Google’s 72-Qubit Quantum Computer Could Make History

Google is now leading the charge in the race to develop a computer capable of numerical tasks far beyond what the first programmers ever would’ve thought possible.

Researchers at the company are now testing a 72-qubit quantum computer, scientists reported at a meeting of the American Physical Society on March 5.

Quantum computing is very different from classical computing—the type of mathematical gymnastics employed by your desktop while you’re typing or playing a game. Classical computers use bits to process information, where a bit represents either a zero or a one. By contrast, quantum computing uses qubits—which represent either a zero, a one, or a superposition (combination) of both.

This quantum computer could be the first to pass a significant milestone in human technological achievement.

Toward the end of 2017, IBM announced that it was testing a 50-qubit computer, which is the threshold for demonstrating that quantum computers can perform tasks beyond what traditional computers can do. Google’s computer is 22 qubits superior.

Here’s Emily Conover, writing for Science News:

Achieving quantum supremacy requires a computer of more than 50 qubits, but scientists are still struggling to control so many finicky quantum entities at once.

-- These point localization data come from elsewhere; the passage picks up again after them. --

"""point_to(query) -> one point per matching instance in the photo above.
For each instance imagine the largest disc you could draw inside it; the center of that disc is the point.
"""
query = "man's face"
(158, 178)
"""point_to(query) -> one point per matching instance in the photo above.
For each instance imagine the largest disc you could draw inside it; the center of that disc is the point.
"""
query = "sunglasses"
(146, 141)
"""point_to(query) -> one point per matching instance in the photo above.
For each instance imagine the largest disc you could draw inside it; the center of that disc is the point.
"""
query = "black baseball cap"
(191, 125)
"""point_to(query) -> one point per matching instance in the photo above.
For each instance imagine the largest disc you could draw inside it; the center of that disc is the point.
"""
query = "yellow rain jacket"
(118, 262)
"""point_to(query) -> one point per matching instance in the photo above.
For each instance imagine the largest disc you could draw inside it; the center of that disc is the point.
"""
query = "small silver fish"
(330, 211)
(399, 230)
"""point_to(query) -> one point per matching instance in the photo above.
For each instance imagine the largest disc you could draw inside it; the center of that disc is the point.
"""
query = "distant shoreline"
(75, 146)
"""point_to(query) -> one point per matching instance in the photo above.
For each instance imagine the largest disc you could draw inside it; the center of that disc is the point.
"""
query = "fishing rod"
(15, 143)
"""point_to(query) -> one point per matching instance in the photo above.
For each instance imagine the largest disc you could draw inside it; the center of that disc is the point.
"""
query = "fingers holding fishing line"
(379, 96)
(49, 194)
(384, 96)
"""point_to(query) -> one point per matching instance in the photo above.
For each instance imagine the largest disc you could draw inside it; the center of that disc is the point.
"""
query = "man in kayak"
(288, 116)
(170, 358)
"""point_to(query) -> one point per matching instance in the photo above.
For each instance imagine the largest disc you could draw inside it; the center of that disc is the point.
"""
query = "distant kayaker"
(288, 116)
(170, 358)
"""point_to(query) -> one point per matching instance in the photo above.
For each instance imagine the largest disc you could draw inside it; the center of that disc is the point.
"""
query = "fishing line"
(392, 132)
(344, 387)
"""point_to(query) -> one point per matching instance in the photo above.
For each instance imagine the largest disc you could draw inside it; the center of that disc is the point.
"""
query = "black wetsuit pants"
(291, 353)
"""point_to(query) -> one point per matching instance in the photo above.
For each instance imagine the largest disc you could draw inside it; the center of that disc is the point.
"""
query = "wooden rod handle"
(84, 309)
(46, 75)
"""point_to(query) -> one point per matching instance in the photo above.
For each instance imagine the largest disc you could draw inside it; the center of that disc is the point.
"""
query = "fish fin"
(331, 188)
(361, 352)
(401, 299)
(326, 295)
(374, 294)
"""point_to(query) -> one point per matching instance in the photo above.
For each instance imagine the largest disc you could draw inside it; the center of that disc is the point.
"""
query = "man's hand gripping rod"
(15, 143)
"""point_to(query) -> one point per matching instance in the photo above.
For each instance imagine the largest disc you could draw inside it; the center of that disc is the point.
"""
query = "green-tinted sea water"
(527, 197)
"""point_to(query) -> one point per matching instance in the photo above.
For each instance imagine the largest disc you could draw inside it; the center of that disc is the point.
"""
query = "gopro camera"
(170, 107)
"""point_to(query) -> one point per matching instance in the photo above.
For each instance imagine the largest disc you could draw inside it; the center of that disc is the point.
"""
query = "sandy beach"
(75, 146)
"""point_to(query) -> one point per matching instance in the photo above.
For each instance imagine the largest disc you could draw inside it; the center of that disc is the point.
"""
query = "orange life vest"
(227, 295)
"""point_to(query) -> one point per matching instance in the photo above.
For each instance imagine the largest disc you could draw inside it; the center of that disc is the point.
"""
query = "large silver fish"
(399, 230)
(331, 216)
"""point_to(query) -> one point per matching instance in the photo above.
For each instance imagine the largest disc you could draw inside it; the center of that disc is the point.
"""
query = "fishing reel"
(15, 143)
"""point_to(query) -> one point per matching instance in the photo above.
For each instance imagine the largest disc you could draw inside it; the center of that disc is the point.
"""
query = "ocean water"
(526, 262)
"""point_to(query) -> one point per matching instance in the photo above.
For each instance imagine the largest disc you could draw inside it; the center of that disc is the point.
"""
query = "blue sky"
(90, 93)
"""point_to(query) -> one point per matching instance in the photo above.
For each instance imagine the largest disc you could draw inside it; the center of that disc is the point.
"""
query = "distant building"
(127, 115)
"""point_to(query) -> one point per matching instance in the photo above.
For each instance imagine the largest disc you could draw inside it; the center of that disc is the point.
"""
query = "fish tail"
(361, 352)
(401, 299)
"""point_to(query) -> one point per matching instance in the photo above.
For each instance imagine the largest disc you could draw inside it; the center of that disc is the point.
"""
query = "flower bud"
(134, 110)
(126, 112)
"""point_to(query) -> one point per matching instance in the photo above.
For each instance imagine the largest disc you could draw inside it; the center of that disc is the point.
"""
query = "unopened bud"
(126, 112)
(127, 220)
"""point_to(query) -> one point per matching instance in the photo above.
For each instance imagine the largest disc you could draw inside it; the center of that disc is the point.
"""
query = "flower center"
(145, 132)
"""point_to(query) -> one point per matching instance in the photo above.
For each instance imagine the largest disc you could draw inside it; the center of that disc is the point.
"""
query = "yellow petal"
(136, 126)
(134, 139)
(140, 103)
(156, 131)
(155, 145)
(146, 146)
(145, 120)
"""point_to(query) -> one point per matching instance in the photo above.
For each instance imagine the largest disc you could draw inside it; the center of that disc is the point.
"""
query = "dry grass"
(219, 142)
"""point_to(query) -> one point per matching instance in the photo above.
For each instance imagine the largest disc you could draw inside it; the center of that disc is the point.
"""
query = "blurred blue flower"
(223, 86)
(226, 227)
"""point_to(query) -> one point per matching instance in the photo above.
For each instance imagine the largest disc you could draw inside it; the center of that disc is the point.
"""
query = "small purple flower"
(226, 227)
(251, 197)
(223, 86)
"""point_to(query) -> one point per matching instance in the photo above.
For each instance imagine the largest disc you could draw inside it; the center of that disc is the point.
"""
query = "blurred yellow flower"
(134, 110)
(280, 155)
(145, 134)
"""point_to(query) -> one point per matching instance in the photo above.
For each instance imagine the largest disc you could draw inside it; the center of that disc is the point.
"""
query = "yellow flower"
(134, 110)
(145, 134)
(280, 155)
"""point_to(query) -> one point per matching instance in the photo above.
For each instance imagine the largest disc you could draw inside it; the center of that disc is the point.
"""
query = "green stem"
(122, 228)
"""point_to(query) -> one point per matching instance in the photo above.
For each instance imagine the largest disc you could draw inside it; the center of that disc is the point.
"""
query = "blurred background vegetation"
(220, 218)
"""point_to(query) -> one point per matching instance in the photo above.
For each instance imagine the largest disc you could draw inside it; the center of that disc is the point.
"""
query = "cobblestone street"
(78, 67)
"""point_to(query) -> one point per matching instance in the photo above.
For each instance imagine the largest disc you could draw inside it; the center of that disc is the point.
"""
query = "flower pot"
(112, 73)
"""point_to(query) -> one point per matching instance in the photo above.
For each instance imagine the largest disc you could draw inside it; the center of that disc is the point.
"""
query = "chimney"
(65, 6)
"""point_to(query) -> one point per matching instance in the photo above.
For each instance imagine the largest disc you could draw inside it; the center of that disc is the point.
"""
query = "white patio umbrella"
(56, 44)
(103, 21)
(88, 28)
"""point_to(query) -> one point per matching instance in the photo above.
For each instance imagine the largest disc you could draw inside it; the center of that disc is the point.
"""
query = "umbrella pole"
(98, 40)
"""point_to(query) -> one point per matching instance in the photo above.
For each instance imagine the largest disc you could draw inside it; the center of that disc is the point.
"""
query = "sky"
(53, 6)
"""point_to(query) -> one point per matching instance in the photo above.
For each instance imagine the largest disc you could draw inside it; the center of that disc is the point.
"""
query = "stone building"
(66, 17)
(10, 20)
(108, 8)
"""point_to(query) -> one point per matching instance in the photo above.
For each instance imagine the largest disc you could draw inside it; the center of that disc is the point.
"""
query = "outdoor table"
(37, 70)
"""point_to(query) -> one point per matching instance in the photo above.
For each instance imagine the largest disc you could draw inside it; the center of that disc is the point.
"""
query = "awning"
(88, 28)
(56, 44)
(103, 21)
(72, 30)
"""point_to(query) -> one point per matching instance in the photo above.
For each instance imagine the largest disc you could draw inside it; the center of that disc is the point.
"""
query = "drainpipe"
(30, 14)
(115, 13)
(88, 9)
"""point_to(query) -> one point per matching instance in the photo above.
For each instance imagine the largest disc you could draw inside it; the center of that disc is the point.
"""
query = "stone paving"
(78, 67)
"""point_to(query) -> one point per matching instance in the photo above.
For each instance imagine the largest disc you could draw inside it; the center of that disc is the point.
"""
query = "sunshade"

Unlike standard bits that take on a value of 0 or 1, a qubit can be 0, 1 or a mashup of the two, thanks to a quantum quirk known as superposition.

Nicknamed Bristlecone because its qubits are arranged in a pattern resembling a pinecone’s scales, the computer is now being put through its paces. “We’re just starting testing,” says physicist John Martinis of Google and the University of California, Santa Barbara. “From what we know so far, we’re very optimistic.” The quantum supremacy demonstration could come within a few months if everything works well, Martinis says.

If we surpass that milestone, the relevance of quantum computers will rise—dramatically. Tools like IBM’s cloud-based, five-qubit processor could become important educational platforms. Moreover, the range of possibilities in the fields of physics and quantum cryptography will be that much wider.